Análise do Acórdão 0699/18.1BESNT do Supremo Tribunal Administrativo – 04/03/2020

O acórdão em analise diz respeito aos jogos de fortuna e azar, regulados na Lei do Jogo: Decreto-Lei nº 422/89 de 2 de dezembro.

A …………, S.A.., vai recorrer ao Supremo Tribunal da sentença do Tribunal Administrativo e Fiscal de Sintra, que julgou como sendo improcedente a impugnação judicial por si deduzida contra liquidação de “imposto especial sobre o jogo” referente à concessão da zona de jogo do Estoril e relativa ao mês de FEVEREIRO DE 2018.

A recorrente vai alegar que o imposto de jogo em causa não apresenta uma base contratual, sendo que tal como assinala a doutrina, o regime tributário da atividade de jogo é um regime exclusivamente legal. Desta forma, a recorrente vai contestar a legalidade de liquidação do imposto de jogo por este, nos termos do Decreto-Lei nº 422/89, de 2/12, violar os princípios constitucionais da legalidade, capacidade contributiva, da tributação pelo rendimento real e de igualdade.

A recorrente contesta ainda a legalidade de liquidação do Imposto de Jogo, visto que esta não se encontra devidamente fundamentada e viola o disposto na Lei do Jogo.

Antes de mais, importa partir da definição clássica de tributo, que corresponde a “prestação patrimonial estabelecida por lei a favor de uma entidade que tem a seu cargo o exercício de funções públicas, com o fim imediato de obter meios destinados ao seu funcionamento”, e logo aqui podemos concluir que o imposto de jogo, cuja liquidação se impugnou, é um tributo, mais especificamente um imposto.

O que sucede é que a sentença recorrida, tal como nos refere o acórdão em apreço, faz uma analise juridicamente incorreta, considerando que no processo o que se impugna é a chamada “contrapartida anual”, que se encontra prevista no DL 275/2001, de 17/10, e na verdade o que sucede é que estamos perante duas figuras tributárias autónomas (o Imposto de Jogo e a contrapartida anual).

A impugnada liquidação de Imposto de Jogo é ilegal, dado que tem por fundamento legal o DL nº 422/89, de 2/12, sendo que este último, na parte fiscal, é organicamente inconstitucional, uma vez que diz respeito à matéria da competência da Assembleia da República e a lei de autorização legislativa não indica os critérios mínimos orientadores de tal autorização.

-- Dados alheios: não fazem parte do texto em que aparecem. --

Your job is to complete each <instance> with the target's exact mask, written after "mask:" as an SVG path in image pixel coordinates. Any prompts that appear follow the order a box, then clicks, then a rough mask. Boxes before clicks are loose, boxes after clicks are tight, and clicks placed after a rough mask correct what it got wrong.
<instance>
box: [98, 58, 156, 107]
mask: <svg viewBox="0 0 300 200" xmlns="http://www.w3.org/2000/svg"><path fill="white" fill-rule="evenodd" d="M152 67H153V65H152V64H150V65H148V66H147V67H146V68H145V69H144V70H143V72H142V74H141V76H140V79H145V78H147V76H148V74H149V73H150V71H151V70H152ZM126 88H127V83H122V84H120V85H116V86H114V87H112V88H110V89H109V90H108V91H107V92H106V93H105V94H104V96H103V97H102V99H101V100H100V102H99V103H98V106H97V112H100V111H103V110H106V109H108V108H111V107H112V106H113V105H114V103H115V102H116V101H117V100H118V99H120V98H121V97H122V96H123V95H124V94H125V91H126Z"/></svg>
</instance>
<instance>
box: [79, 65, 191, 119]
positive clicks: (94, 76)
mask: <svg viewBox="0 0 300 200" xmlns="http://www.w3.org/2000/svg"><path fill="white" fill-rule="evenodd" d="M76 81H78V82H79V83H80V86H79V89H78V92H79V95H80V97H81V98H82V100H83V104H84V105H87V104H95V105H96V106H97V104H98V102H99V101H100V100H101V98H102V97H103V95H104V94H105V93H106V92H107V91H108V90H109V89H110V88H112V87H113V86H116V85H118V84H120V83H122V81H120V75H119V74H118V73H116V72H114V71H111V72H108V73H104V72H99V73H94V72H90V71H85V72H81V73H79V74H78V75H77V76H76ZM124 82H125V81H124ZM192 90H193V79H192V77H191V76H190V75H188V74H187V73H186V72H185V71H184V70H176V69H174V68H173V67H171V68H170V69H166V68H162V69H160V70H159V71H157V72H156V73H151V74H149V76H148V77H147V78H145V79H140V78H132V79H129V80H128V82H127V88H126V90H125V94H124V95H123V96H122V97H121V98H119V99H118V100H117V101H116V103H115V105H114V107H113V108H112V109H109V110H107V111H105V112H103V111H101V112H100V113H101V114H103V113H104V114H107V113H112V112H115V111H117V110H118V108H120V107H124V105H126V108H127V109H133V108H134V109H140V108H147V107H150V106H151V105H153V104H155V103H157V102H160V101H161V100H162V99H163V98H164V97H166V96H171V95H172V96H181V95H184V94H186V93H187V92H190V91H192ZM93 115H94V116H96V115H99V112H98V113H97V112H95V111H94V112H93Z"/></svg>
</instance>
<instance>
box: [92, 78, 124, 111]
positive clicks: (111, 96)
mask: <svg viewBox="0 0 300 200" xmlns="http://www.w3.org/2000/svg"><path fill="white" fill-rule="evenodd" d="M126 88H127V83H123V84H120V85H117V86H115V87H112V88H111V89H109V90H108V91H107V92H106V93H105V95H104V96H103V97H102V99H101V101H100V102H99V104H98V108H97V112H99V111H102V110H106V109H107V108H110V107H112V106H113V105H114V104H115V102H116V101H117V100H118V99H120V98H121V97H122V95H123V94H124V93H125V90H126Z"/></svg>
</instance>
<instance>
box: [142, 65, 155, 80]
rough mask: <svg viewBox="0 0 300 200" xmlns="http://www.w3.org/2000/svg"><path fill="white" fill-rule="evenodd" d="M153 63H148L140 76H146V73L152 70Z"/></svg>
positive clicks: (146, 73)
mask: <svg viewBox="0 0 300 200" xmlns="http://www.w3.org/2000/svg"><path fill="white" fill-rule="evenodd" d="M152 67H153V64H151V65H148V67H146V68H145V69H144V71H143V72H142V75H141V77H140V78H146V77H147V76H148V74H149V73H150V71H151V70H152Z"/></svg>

Relativamente ao principio da legalidade, na sua vertente de reserva de lei, este é violado através da deslegalização, ao se atribuir à autoridade administrativa a competência para fixar um elemento essencial do imposto.

A liquidação impugnada é ainda ilegal por insuficiente fundamentação quanto à fixação, pelo Turismo de Portugal, do “capital em giro inicial”, por este último ter sido fixado mensalmente, quando a Lei do Jogo estabelece uma fixação anual, e também por violação frontal da subalínea b) da alínea c) do artº 87º da Lei do Jogo.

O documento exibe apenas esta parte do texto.